O segundo aspecto relevante, que o leitor sente logo nas primeiras páginas é a critica deliciosamente subtil à sociedade da época, com personagens-tipo: o rico e rabujento Bolkonski, o pedante e rastejante Vassili, a descarada e “pé-rapado” Anna Mikailovna, o cabeça no ar Anatole, o romântico e sonhador Rostov, o, arrivista e oportunista Boris, etc. Neste domínio, destaque para a crítica ao papel social da mulher, relegada para um estatuto quase decorativo. A mulher não tem educação escolar, e apenas se realiza com o casamento. Este é ditado pelas normas sociais, pela conveniência e quase nunca pelo sentimento. Revela, sem dúvida, uma concepção algo tradicionalista da mulher: valoriza o seu papel como mãe e doméstica. No entanto, há um certo encantamento pela capacidade que certas mulheres têm para ouvir os homens e apoia-los. A mulher virtuosa não se preocupa com o visual nem com o social, nem como “seduzir” o marido, como defendiam as pessoas “inteligentes”, sobretudo francesas. A esposa perfeita “assumia o papel de escrava do marido”.


Elogia sempre a família tradicional – “o homem com duas mulheres é como quem almoça duas vezes: pode obter mais prazer mas provavelmente não digerirá nenhuma delas”.
O quadro perfeito da vida familiar: os homens discutem negócios, assuntos militares e da governação, as mulheres bordam e servem os seus maridos, as crianças imitam os adultos nas suas brincadeiras.
O amor constrói-se em torno dos filhos e da casa. As grandes paixões são nefastas porque levam ao sofrimento.

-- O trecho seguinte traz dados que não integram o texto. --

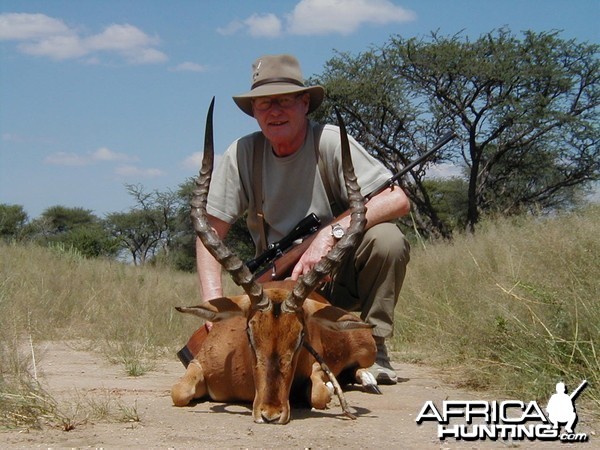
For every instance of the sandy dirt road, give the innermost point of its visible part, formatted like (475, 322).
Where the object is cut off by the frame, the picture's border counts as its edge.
(386, 421)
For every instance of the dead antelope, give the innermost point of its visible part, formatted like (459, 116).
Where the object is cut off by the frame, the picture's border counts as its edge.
(258, 348)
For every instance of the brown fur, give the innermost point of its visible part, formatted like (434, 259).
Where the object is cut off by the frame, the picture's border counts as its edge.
(228, 369)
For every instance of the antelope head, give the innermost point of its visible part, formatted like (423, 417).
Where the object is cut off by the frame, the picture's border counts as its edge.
(276, 319)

Na primeira fase do romance, Tolstoi descreve-nos uma sociedade russa parecia dominada pela cegueira. Boris representa aquela juventude que adora Napoleão, mesmo em guerra com ele. Nikolai Rostov chega a defender a necessidade de não ter espírito crítico: “se começarmos a fazer juízos sobre tudo e a raciocinar, nada haverá de sagrado”.
Boris foi o primeiro a descobrir que a inteligência e a bravura não são o mais importante no exército e na sociedade mas sim a bajulação aos superiores. Ele prefere a capital (Petersburgo) onde pode conviver com a alta sociedade.
Ainda no aspecto social, realce para a ausência da burguesia, numa época em que noutros países já se afirmava a sociedade burguesa fruto da industrialização e do liberalismo. A alta sociedade russa é dominada por terratenentes ainda agrarrados à servidão, já abolida no ocidente há muito tempo.